Sunshine - Review
I am fully aware that this film came out nearly 5 years ago, but I did something the rest of the world did as well and chose not to see it; until my girlfriend told me it would be a worthwhile watch and I sat down to finally, full of expectations watch something that looked stupid when it came out; and is stupid now.
Before you assume this is going to be another hyper negative review- this is my favourite film of the ones I have watched since I’ve been doing this bid for emotional gratification; but that doesn’t protect it from the fact it has ludicrous deficiencies. And that’s if I ignore the plot which sounds like something a 13 year old on meth would write whilst he was watching anime pornography; it has the believability of whatever that tentacle heavy exploitation film would have as well.
Sunshine is the deliriously simple tale of a crew of shipmates going to re-ignite the sun. That’s right; RE-IGNITE THE SUN, with something called a payload which is either military talk or a metaphor about money and corruption or whatever; you are too put off by Cillian Murphy’s adolescent drone to want to listen to an explanation of it.

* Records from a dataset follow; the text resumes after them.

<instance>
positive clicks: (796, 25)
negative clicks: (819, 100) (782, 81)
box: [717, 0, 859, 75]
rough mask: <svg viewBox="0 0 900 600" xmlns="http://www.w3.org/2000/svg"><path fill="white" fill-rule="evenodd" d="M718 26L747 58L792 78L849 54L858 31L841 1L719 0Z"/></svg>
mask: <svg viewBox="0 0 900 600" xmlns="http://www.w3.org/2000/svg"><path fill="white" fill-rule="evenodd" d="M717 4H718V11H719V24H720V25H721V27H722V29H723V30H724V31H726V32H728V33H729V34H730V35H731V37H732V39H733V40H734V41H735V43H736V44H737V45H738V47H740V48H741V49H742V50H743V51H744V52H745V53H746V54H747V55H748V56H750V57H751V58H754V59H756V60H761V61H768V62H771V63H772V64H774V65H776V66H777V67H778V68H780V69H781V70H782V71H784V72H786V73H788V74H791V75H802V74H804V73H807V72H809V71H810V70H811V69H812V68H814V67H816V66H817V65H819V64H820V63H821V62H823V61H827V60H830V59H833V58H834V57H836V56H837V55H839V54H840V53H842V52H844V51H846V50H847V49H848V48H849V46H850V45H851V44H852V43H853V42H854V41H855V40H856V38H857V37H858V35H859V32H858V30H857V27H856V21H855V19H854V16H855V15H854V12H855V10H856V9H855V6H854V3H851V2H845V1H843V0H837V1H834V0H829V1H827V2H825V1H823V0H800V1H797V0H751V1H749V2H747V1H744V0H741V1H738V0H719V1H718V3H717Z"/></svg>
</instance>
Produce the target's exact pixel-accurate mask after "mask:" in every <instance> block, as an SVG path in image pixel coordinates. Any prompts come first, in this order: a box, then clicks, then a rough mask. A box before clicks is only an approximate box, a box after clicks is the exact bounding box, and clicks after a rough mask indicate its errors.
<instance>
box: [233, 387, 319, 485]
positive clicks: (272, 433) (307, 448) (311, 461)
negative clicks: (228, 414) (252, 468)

Despite the rather interesting story, good cast and top notch director; the films leaves a lot half baked (Get it? Half baked? Baking hot sun? Film about the sun? No?) which overall makes for a rather sloppy ending where no emotion is omitted from the audience and all you do is look at the pretty light show and wish it was November 5th where you would be stood freezing your bone marrow to an icy sheen but still feel warmer than how this film leaves you when it comes to its predictable conclusion.

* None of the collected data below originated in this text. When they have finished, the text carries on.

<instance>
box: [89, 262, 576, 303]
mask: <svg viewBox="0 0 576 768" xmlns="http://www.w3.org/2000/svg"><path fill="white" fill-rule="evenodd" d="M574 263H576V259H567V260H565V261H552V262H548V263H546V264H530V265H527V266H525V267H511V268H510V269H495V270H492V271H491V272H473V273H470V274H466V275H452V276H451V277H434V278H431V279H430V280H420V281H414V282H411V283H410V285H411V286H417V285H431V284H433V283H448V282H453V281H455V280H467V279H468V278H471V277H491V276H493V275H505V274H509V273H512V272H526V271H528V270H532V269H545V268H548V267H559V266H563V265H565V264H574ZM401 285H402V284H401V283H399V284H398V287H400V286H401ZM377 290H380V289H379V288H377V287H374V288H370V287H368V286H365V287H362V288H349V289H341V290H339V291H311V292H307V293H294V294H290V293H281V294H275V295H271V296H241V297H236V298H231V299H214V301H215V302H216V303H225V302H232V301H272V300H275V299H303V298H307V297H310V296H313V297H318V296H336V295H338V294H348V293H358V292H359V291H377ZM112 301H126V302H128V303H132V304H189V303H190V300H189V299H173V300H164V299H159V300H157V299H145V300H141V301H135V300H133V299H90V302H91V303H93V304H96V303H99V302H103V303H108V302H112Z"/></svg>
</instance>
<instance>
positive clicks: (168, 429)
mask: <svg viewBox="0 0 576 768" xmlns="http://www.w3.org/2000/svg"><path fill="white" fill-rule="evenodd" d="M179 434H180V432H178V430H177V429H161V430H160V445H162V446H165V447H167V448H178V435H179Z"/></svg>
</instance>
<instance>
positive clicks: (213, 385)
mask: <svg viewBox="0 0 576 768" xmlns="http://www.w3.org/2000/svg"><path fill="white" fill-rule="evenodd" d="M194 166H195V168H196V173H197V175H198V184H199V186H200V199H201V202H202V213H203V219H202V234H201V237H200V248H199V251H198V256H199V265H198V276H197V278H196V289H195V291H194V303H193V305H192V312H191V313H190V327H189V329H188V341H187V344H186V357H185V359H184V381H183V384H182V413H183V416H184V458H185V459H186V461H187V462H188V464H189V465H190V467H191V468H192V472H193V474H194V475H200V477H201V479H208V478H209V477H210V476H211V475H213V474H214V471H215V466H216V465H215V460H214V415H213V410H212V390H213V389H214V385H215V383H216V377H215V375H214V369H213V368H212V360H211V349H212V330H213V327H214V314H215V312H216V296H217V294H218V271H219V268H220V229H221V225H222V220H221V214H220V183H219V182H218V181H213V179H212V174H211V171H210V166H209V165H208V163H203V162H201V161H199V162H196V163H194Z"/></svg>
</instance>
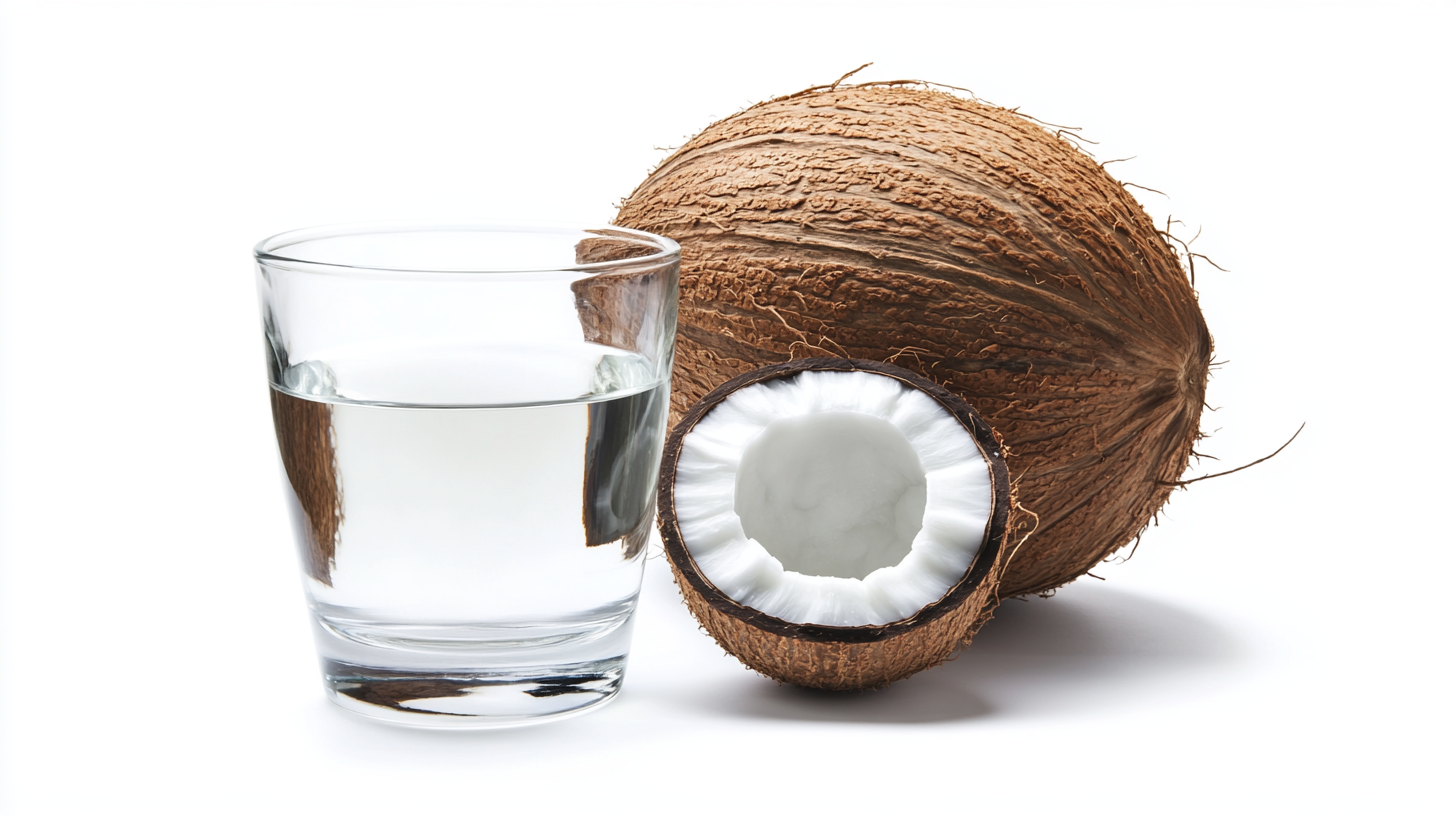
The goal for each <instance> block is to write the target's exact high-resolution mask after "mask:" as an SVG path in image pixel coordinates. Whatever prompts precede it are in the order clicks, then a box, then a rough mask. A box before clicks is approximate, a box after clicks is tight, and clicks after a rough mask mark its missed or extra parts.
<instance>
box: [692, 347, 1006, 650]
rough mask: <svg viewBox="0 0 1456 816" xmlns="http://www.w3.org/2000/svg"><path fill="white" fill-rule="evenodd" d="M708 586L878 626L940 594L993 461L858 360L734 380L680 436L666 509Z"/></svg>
mask: <svg viewBox="0 0 1456 816" xmlns="http://www.w3.org/2000/svg"><path fill="white" fill-rule="evenodd" d="M673 511H674V513H676V517H677V525H678V529H680V532H681V538H683V544H684V546H686V548H687V551H689V552H690V554H692V557H693V561H695V562H696V565H697V570H699V571H700V573H702V574H703V577H705V578H708V581H711V583H712V584H713V586H715V587H718V590H719V592H722V593H724V595H727V596H728V597H731V599H732V600H735V602H738V603H741V605H744V606H748V608H751V609H756V611H759V612H763V613H767V615H772V616H775V618H780V619H783V621H789V622H794V624H821V625H834V627H862V625H882V624H891V622H895V621H901V619H906V618H909V616H911V615H914V613H916V612H919V611H920V609H923V608H925V606H927V605H930V603H933V602H936V600H938V599H941V597H942V596H943V595H945V593H946V592H949V589H951V587H952V586H955V584H957V583H958V581H960V580H961V578H962V577H964V576H965V571H967V570H968V568H970V564H971V561H973V560H974V558H976V554H977V551H978V549H980V545H981V542H983V539H984V536H986V529H987V522H989V519H990V516H992V481H990V468H989V463H987V462H986V458H984V455H983V453H981V450H980V449H978V447H977V446H976V442H974V440H973V439H971V434H970V431H967V428H965V427H964V425H961V423H960V421H957V420H955V417H954V415H951V414H949V412H948V411H946V409H945V408H943V407H941V404H939V402H936V401H935V399H932V398H930V396H927V395H926V393H923V392H920V391H917V389H914V388H910V386H907V385H904V383H901V382H900V380H897V379H894V377H888V376H884V374H878V373H871V372H840V370H826V372H801V373H798V374H795V376H792V377H783V379H776V380H767V382H761V383H756V385H750V386H747V388H743V389H740V391H737V392H734V393H731V395H728V396H727V398H725V399H724V401H722V402H719V404H718V405H715V407H713V409H712V411H709V412H708V414H706V415H705V417H703V418H702V420H699V423H697V424H696V425H695V427H693V430H692V431H690V433H687V434H686V437H684V439H683V449H681V455H680V459H678V463H677V476H676V482H674V507H673Z"/></svg>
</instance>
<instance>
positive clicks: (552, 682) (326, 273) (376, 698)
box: [255, 221, 678, 729]
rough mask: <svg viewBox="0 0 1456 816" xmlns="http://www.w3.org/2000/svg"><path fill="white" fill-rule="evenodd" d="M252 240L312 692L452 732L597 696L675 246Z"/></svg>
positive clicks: (614, 674)
mask: <svg viewBox="0 0 1456 816" xmlns="http://www.w3.org/2000/svg"><path fill="white" fill-rule="evenodd" d="M255 256H256V261H258V289H259V299H261V309H262V318H264V337H265V338H266V345H268V377H269V385H271V386H272V388H271V395H272V412H274V427H275V430H277V436H278V453H280V460H281V463H282V474H284V487H285V490H284V493H285V495H287V504H288V509H290V511H291V516H293V520H294V533H296V539H297V545H298V555H300V562H301V567H303V581H304V592H306V597H307V603H309V609H310V612H312V619H313V634H314V640H316V643H317V650H319V657H320V662H322V666H323V680H325V688H326V689H328V694H329V697H331V698H332V699H333V701H335V702H338V704H339V705H342V707H345V708H348V710H351V711H357V713H361V714H367V715H370V717H377V718H381V720H390V721H395V723H403V724H418V726H434V727H466V729H479V727H499V726H515V724H526V723H536V721H542V720H547V718H558V717H566V715H572V714H579V713H582V711H588V710H591V708H594V707H598V705H601V704H604V702H607V701H609V699H612V698H613V697H614V695H616V694H617V689H619V688H620V683H622V675H623V669H625V666H626V656H628V646H629V641H630V635H632V615H633V611H635V606H636V597H638V590H639V587H641V583H642V561H644V554H645V545H646V539H648V535H649V530H651V527H652V522H654V495H655V482H657V468H658V459H660V455H661V447H662V437H664V431H665V424H667V399H668V380H670V373H671V367H673V332H674V326H676V318H677V271H678V248H677V243H674V242H673V240H670V239H665V238H660V236H654V235H648V233H644V232H635V230H626V229H616V227H607V229H594V227H568V226H553V224H514V223H467V221H460V223H377V224H351V226H333V227H317V229H306V230H297V232H288V233H282V235H278V236H274V238H269V239H266V240H264V242H262V243H259V245H258V246H256V249H255Z"/></svg>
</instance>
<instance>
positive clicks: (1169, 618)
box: [715, 586, 1246, 723]
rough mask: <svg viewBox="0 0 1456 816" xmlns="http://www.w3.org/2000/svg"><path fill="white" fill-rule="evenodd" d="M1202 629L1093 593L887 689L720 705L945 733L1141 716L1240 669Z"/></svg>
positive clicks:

There’s another thing; people alone for a prolonged amount of time in space, the audience knows how this is going to end. Not one person could tell you otherwise. No-one told the writer though who tries to explore as many genres as possible before he falls on predictability to tie the film up. After exploring mood piece, disaster film, loss of humanity and slasher flick he reverts to the obvious after giving Danny Boyle, usually excellent, an opportunity to mishandle all of those genres.
It’s a shame how misguided the ending is when it starts so well; granted the voice over explaining the purpose of the Icarus space ship is so ludicrous it takes a lot of effort not to get up and leave and watch something more believable, like a Katie Price documentary called ‘Confessions of a Catholic Nun’, but once you get past that the film pounces into emotional intensity and believability. Cillian Murphy’s character, Cappa, is built upon nicely and Chris Evans’ Mace is also touched upon to get you into the hope that this might become an interesting character piece. It doesn’t. After this promising beginning it makes you resent and hate the other crew and not care when their inevitable demise is met in a ludicrous manner of ways. With every sudden and unexplainable tonal shift you start to feel like there is nothing more that you would rather do than walk into the ship with a crowbar and destroy every soul yourself, if Michelle Yeoh’s Corazon (SPOILER ALERT) had been on the screen for a second longer I would have had to kill her myself with her own plants screaming SHUT UP! JUST SHUT UP YOU TERRIBLY POINTLESS HUMAN BEING!
Once more the ending leaves a bitter taste in the mouth, not because of its predictability but because you stop caring. The death of the sun is supposed to be a threat to earth, but you can’t help but think the world is in as much peril of destruction as a goat at the joint annual convention of vegans, goat worshipers and weak similes; it’s such an undersold plot development.
All in all, after the promising plot, beginning and setting you start to, not dislike the film, but resent what it turns into; you wish it would stop trying to be a mainstream , high CGI film and be an interesting character piece that it tries, and succeeds, to be at points throughout.